The best model for men showed that WC, HC, WHR, and BMI together presented an incremental validity over BMI alone in the prediction of hypertension, increasing 30% of the variance explanation, improving 10% of misclassification, and decreasing deviance from 89.35 to 57.25. The overall sensibility and specificity for the best model (tree no. 15) was 72% and 86.25%. As happened with the women result, the complex model represented by tree 15 (see Figure 2) exceeded the sensitivity and specificity found in previous studies. Furthermore, compared to traditional logistic regression analysis, the classification trees produced a much better prediction, with higher pseudo-, sensibility, and specificity for both men and women.

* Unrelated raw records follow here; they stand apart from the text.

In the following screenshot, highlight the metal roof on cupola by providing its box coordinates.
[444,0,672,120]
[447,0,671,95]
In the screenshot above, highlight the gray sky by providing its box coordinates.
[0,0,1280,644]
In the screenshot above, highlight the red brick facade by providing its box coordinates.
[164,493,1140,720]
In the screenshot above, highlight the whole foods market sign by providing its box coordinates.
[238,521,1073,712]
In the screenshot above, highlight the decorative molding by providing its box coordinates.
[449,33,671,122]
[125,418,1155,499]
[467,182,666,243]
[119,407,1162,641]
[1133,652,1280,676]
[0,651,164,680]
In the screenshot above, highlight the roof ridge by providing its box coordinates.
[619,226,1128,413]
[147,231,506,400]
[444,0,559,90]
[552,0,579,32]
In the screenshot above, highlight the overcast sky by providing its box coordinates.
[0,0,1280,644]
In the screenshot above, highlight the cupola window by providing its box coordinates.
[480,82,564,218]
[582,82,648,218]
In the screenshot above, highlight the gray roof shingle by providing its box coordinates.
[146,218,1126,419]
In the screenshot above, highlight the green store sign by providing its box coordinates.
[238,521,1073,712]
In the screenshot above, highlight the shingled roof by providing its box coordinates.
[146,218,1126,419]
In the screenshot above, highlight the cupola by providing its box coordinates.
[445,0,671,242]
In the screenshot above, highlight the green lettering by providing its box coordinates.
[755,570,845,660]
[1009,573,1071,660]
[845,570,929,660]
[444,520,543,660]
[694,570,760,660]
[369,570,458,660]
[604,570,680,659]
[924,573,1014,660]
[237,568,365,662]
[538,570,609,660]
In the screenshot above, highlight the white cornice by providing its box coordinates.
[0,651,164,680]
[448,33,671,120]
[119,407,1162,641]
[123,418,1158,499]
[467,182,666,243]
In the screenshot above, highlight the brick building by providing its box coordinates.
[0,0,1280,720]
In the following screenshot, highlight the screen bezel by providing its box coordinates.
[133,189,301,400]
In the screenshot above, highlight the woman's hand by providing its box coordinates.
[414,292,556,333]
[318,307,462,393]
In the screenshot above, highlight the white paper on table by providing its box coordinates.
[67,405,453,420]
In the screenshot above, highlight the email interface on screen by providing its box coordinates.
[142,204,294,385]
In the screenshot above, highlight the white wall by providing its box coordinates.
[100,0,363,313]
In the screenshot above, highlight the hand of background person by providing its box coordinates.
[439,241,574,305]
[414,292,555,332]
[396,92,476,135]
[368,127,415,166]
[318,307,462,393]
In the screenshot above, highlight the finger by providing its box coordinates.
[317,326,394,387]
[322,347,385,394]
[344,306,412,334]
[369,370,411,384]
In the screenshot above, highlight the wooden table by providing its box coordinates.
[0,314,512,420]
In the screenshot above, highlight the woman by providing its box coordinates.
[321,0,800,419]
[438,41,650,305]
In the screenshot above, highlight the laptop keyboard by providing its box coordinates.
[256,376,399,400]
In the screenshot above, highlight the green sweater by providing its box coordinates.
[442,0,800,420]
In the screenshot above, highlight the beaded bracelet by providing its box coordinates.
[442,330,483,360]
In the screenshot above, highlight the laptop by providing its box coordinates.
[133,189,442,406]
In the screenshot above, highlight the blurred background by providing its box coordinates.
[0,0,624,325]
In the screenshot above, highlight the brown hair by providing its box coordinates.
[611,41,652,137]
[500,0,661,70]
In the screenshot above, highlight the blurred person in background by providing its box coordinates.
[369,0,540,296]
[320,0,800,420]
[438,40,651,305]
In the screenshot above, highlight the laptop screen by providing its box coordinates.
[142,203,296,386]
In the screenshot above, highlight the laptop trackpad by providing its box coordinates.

In spite of the high sensibility and specificity of the best models for both men and women in the training sample, the cross validation applied in the test sample revealed a different scenario. The cross-validation of tree 13 in women’s testing sample showed that the sensibility decreased to 45.65% and the specificity to 65.15%, and the cross-validation of tree 15 in the men’s testing sample showed that sensibility decreased to 52.38% and the specificity decreased to 69.70%. The observed difference in sensibility and specificity between the modeled training set and the cross-validation in the test set is known in the machine learning literature as the variance issue [28]. It means that the algorithm learned too much from the observed data and is likely to make more errors in a different data set. So, we need to interpret the present result and the best model for both men and women with caution. The variance issue that emerged from our study can also emerge in studies using more traditional statistical methods, such as the ROC curve analysis. It is important to make subset of the sample gathered in order to apply cross-validation. The result found by Abolfotouh and colleagues [8], or by every other investigation made that did not use a cross-validation procedure, may be susceptible of the variance issue. However, overfitting is more usual in the machine learning techniques than in the traditional ones. In order to overcome overfitting in the classification and regression tree’s method, a bootstrap procedure named Random Forests [48] can be applied. It bootstraps samples and variables, grows multiple trees, enables greater accuracy, and avoids overfitting, being one of the best procedures for dealing with the variance issue [28]. Finally, we must address the limitations of the current study. Firstly, it did not employ a representative sample randomly chosen, relying on a convenience sample. It makes our inferences limited. Secondly, the number of women with hypertension was very low, obligating us to analyze increased blood pressure in them and hypertension in men, which compromised the comparison of the findings between sexes. Those issues should be solved in future researches. Finally, our results cannot be generalized to other ethnics, but the methodology adopted in the current paper could be used in data gathered in different countries to construct new predictive models of increased blood pressure.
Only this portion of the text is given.